Tapire en Tamoene Oepoepo Kroemoe
Tamoene, de witkop stinkvogel was vroeger goed van aard. Hij hield ervan de mensen te helpen uit moeilijkheden. Zo vertelden de oude Indianen ons. Met alle andere diersoorten leefde hij in vrede. Hij kon het goed vinden met Tapiere Oepoepo Kroemoe, de roodkop stinkvogel. Zij waren familie van elkaar.
Maar Roodkop was niet goed te vertrouwen. Hij had streken. Ach, zei Witkop, als de andere vogels hem van de streken van Roodkop vertelden, ach, hij is van goede wil; af en toe maakt hij wel brokken, maar hij meent het niet slecht.
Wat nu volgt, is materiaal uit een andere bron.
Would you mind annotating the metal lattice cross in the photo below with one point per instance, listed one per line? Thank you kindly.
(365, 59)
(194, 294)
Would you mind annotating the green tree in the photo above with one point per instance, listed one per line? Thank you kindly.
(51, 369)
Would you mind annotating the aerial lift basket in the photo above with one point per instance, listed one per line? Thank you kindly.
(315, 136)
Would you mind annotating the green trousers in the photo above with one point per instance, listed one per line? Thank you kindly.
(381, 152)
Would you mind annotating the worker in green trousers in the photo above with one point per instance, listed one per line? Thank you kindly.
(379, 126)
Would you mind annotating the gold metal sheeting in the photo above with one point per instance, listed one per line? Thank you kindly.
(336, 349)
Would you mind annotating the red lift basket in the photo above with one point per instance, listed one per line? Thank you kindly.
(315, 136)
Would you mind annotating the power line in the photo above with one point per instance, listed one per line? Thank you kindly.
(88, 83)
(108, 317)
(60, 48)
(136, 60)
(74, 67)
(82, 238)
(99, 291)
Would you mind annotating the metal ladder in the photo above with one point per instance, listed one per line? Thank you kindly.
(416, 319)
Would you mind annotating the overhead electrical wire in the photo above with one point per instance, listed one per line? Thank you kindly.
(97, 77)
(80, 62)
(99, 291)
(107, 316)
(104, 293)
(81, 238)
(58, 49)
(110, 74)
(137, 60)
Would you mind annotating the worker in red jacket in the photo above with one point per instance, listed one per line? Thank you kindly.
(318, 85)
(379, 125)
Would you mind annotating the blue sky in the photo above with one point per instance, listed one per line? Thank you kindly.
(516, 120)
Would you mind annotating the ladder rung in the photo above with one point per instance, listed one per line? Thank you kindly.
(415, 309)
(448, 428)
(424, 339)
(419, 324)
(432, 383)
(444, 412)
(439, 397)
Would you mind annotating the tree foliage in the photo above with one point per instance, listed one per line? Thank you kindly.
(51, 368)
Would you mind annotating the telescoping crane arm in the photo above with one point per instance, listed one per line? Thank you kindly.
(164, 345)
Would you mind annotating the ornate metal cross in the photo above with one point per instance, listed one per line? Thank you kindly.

Alle vogels leefden in de oude tijd in vrede met elkaar. Elk had zijn eigen vreugde en verdriet in deze wereld. Witkop Stinkvogel, was altijd eerlijk en hij bezat een gouden ring. Roodkop was niet eerlijk, en bezat niets om mee te pronken.
Op een dag nam Witkop zijn neef in vertrouwen en vertelde hem van de mooie gouden ring. O, zei Roodkop, je moet me die ring laten zien.
Zo gezegd, zo gedaan. Witkop liet de ring aan Roodkop zien en vertelde erbij: Deze ring is bestemd om aan de mensen gegeven te worden. Wat!!! Riep Roodkop uit, en waarom mogen wij het ding niet houden? Nee hoor, antwoordde Witkop, dat is zo voorbeschikt. Maar weet je wat, ik wil jou de ring een tijdje laten dragen.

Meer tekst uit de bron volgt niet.